1. Problem Description
If we each area on the map are degenerate to a point adjacent regions can link them, the map becomes a non-connected graph, we colored equivalent to the map to the undirected FIG. coloring each point, connection point is not required to have the same color. This is a typical problem of coloring m of FIG. FIG undirected given G m colors, to find all the different coloring schemes, adjacent regions of different colors. As in the following example:
The figure, a total of seven areas, namely ABCDEFG, we numbered 1-7, with each region represented a vertex adjacent area with a cable, the map is transformed into a undirected connected graph.

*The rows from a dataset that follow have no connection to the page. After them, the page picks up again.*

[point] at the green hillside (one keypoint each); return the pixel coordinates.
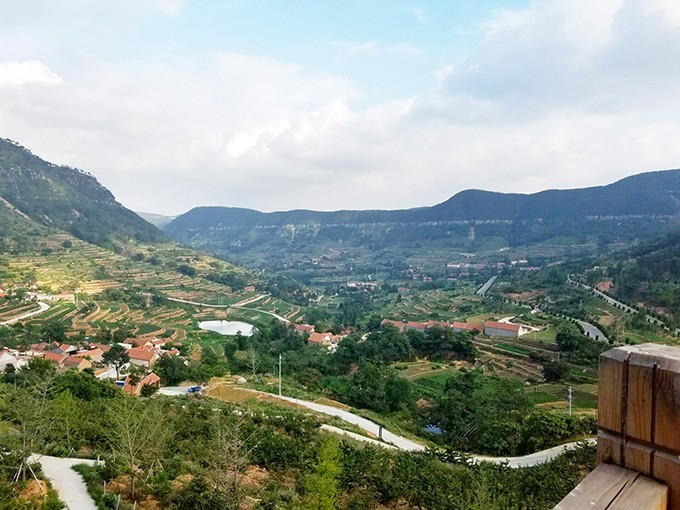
(555, 224)
(67, 199)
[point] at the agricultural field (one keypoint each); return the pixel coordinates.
(555, 396)
(62, 263)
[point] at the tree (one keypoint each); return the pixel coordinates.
(117, 356)
(253, 359)
(138, 432)
(228, 457)
(172, 370)
(27, 406)
(569, 338)
(54, 332)
(555, 371)
(322, 485)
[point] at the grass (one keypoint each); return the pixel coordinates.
(513, 348)
(584, 395)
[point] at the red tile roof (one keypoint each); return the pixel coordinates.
(465, 326)
(142, 353)
(57, 358)
(501, 325)
(149, 379)
(304, 328)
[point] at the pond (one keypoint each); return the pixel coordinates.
(433, 429)
(228, 327)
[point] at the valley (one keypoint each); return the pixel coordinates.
(472, 338)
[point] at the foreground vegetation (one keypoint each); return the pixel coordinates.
(190, 453)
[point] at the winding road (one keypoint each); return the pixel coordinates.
(69, 485)
(43, 308)
(390, 439)
(593, 331)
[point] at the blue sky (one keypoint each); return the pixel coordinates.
(341, 104)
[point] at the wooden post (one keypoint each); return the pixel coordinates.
(639, 413)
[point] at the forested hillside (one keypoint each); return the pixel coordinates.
(651, 273)
(68, 199)
(558, 223)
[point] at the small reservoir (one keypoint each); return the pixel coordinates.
(228, 327)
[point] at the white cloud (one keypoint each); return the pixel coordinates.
(562, 94)
(13, 72)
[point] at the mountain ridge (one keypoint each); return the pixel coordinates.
(559, 223)
(624, 197)
(67, 198)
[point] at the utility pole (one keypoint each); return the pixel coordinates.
(569, 390)
(280, 359)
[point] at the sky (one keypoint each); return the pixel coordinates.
(341, 104)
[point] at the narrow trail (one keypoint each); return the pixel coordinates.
(69, 485)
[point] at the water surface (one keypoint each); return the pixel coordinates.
(228, 327)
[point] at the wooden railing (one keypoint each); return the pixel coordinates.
(638, 442)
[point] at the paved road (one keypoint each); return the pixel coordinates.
(282, 319)
(357, 437)
(239, 306)
(371, 427)
(593, 331)
(69, 484)
(619, 304)
(43, 308)
(196, 304)
(484, 288)
(249, 301)
(533, 459)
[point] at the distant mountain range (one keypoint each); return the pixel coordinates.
(159, 220)
(68, 199)
(584, 221)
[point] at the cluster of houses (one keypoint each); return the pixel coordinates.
(327, 340)
(490, 328)
(143, 354)
(405, 327)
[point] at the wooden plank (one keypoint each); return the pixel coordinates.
(643, 493)
(610, 389)
(667, 470)
(609, 448)
(639, 397)
(667, 403)
(598, 489)
(638, 457)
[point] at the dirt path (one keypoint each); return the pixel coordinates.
(69, 484)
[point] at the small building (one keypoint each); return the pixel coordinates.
(41, 347)
(328, 340)
(95, 354)
(6, 359)
(304, 328)
(401, 326)
(136, 389)
(56, 357)
(492, 328)
(142, 342)
(465, 326)
(415, 326)
(79, 364)
(144, 357)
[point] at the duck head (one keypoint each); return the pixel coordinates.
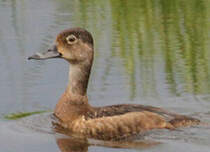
(74, 45)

If three colors to the colored map, then the problem with each of the nodes has three color choices, the seven nodes are combined color number is a feasible solution, for example: {1,2 , 3,2,1,2,3}.
2. Algorithm Design
Restrictions:
Assumed that the current node is extended solution space t tree layer, then 1 ~ t-1-node status has been determined. Subsequently extended along extended first branch node, this time need is determined coloration t-th node. T-th node to the previous colored t-1 nodes species, wherein the color of the nodes connected to either side of the same, if the same color, then the node t can not use the color, changing a color attempt.
For example:
3 nodes have been colored in the previous nodes and No. 4 No. 1, No. 3 side node has connected, then the node 4 can not select a color and the color of the same number of nodes 1,3.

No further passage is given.